Among the redwoods, a tree named Hyperion dwarfs them all. The tree was discovered on August 25, 2006, by naturalists Chris Atkins and Michael Taylor, and is 379.7 feet (115.7 meters) tall.

The tree is estimated to contain 530 m3 (18,600 cu ft) of wood and to be roughly 700–800 years old. Researchers stated that woodpecker damage at the top may have prevented the tree from growing taller. According to Michael Taylor, “It’s possible it could’ve topped out at 380 feet (116 meters)”.

Height comparison of Hyperion
Height comparison of Hyperion against the Statue of Liberty and London’s Big Ben. Hyperion is 379.7 feet (115.7 meters) tall, while the Statue of Liberty is standing at 305 feet 6 in (93.1 meters), and the Big Ben of London is 316 feet (96 meters).

Hyperion is named after one of the twelve Titan children of Gaia (Earth) and Uranus (Sky or Heaven) in Greek mythology. With his sister, the Titaness Theia, Hyperion fathered Helios (Sun), Selene (Moon) and Eos (Dawn).

The exact location of Hyperion has not been revealed to the public for fear that human traffic would upset the ecosystem the tree inhabits. People will want to see it, photograph it, climb it, carve little souvenirs out of it.

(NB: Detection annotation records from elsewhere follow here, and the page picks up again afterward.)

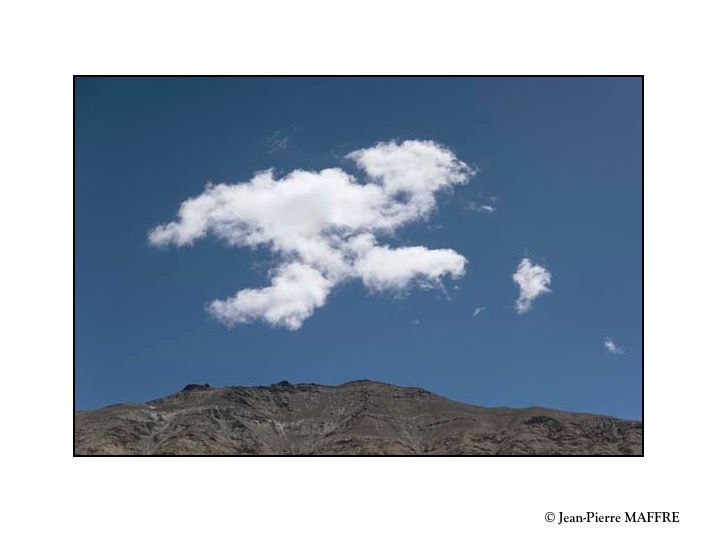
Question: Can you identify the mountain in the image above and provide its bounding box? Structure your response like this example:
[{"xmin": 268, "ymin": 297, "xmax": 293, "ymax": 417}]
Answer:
[{"xmin": 75, "ymin": 381, "xmax": 643, "ymax": 456}]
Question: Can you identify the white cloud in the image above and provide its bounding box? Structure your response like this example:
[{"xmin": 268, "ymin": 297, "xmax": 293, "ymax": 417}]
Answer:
[
  {"xmin": 513, "ymin": 258, "xmax": 551, "ymax": 313},
  {"xmin": 467, "ymin": 201, "xmax": 497, "ymax": 214},
  {"xmin": 148, "ymin": 141, "xmax": 473, "ymax": 330},
  {"xmin": 604, "ymin": 337, "xmax": 625, "ymax": 354},
  {"xmin": 265, "ymin": 129, "xmax": 290, "ymax": 154}
]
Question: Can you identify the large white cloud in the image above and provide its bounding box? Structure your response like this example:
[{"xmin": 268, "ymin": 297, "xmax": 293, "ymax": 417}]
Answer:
[
  {"xmin": 149, "ymin": 141, "xmax": 473, "ymax": 330},
  {"xmin": 513, "ymin": 258, "xmax": 552, "ymax": 313}
]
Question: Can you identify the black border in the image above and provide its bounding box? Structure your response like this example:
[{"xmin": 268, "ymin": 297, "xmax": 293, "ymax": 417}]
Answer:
[{"xmin": 72, "ymin": 74, "xmax": 645, "ymax": 458}]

Steve Sillett, a botanist specializing in old growth forest canopies says that “trees are not like people. They ‘cannot run away from paparazzi.'”

Born on March 19, 1968, Stephen C. Sillett is a botanist specializing in old growth forest canopies. As the first scientist to enter the redwood forest canopy, he pioneered new methods for climbing, exploring, and studying tall trees. Sillett has climbed many of the world’s tallest trees to study the plant and animal life residing in their crowns and is generally recognized as an authority on tall trees, especially redwoods.